According to recent reports, the economy is showing signs of recovery. But the impact of the recession, particularly on children, will be felt far into the future.
As the foreclosure crisis and continued unemployment push poverty to record levels , many Americans are sliding into homelessness. The Obama Administration estimates that family homelessness increased by 20 percent from 2007 to 2010 .
And while the loss of a home is traumatic for anyone, it is especially so for children. The mental, emotional, and economic consequences can extend far into adulthood.
Recent estimates put the numbers of homeless children at 1.6 million. The increase is dramatic: last year, public schools across the country reported a 38 percent rise in the number of homeless students identified since 2007.
Living in shelters, cars, or doubled-up with family or friends, homeless children suffer from increased illness, hunger, anxiety, and depression. They are also at risk of having their education disrupted; many are pulled out of their school and transferred to a new one -- or even denied access to school altogether. For children who have already lost their home, this additional loss can be devastating.
Irene, S., a diabetic girl in Texas, described the impact of becoming homeless and being pulled out of school: "I didn't get to say bye to any of my friends, and I never went back to that school. I cried so much that my blood sugar was at 550. A doctor later told me that for my age, I was lucky not to have gone into a coma. Emotions get in the way of staying healthy sometimes; in this case, the stress hurt me the most."
The federal McKinney-Vento Education Act guarantees many important protections. Under the law, children have the right to remain in the same school when they become homeless. Schools are also required to provide free transportation, meals, and access to extra-curricular activities. This provides vital stability when the rest of their lives have been turned upside-down. It also ensures these children have access to meals and the basic health services schools provide.
Unfortunately, many parents don't know their children have these rights -- and without resources and struggling with basic survival needs, information is hard to come by. Even when parents know their rights, the law is still often violated. Some schools aren't aware of or simply ignore their legal obligations to homeless children. As a result, these kids can lose their school at the same time they lose their home.
This double loss affects their well-being, as it did for Irene. It also affects their future. Studies show that children who are forced to repeatedly change schools are 50 percent less likely to graduate from high school. Worse, people who don't graduate are more than twice as likely to slip into poverty in a single year. This affects not only those children, but our productivity as a nation.
What can be done? One way to address this issue is to educate schools and parents about kids' rights and help ensure they are asserted. The National Law Center on Homelessness & Poverty recently partnered with DLA Piper, a major national law firm, to create Project LEARN. Through this program, we train volunteer lawyers across the country to help homeless families protect their children's education rights. And when that fails, we're ready to go to court to protect them.

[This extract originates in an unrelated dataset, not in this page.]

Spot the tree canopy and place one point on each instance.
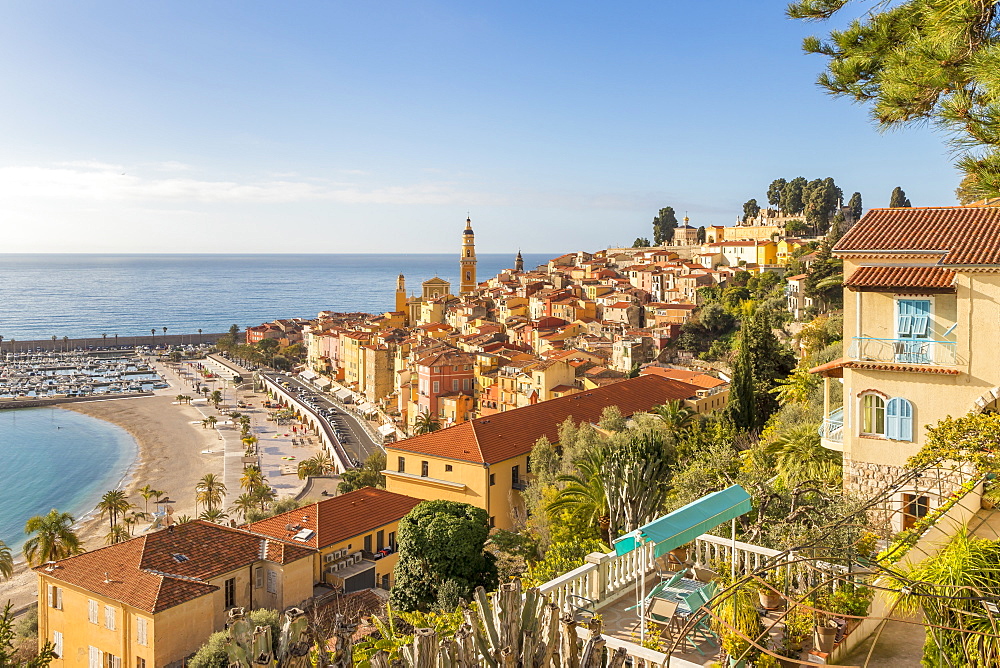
(441, 548)
(664, 225)
(918, 61)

More work is needed. While we've broadened our reach through Project LEARN, there are many more homeless children and families than we can help right now. We're working to expand our network to reach more of them.
Congress can help too. The McKinney-Vento program is currently funded at $65 million, the same amount as in 2009, despite a dramatic increase in need. And while this may seem like a lot of money to the average person, it isn't in the context of federal spending. Only 11 percent of school districts receive any money through the program.
Further, while homeless children need an education, they also need a home. That's why we're calling on Congress to enact HR 32, a no cost, bipartisan bill sponsored by Rep. Judy Biggert that would open up eligibility for housing programs to help more homeless children. We're also calling on Congress to increase support for homeless aid programs proposed by President Obama and fund the National Housing Trust Fund.
Last year, the president said: "it is simply unacceptable for families and children to be homeless in America." I agree. It is essential that we take action now to ensure the basic human rights of homeless and poor children to an education and to a home.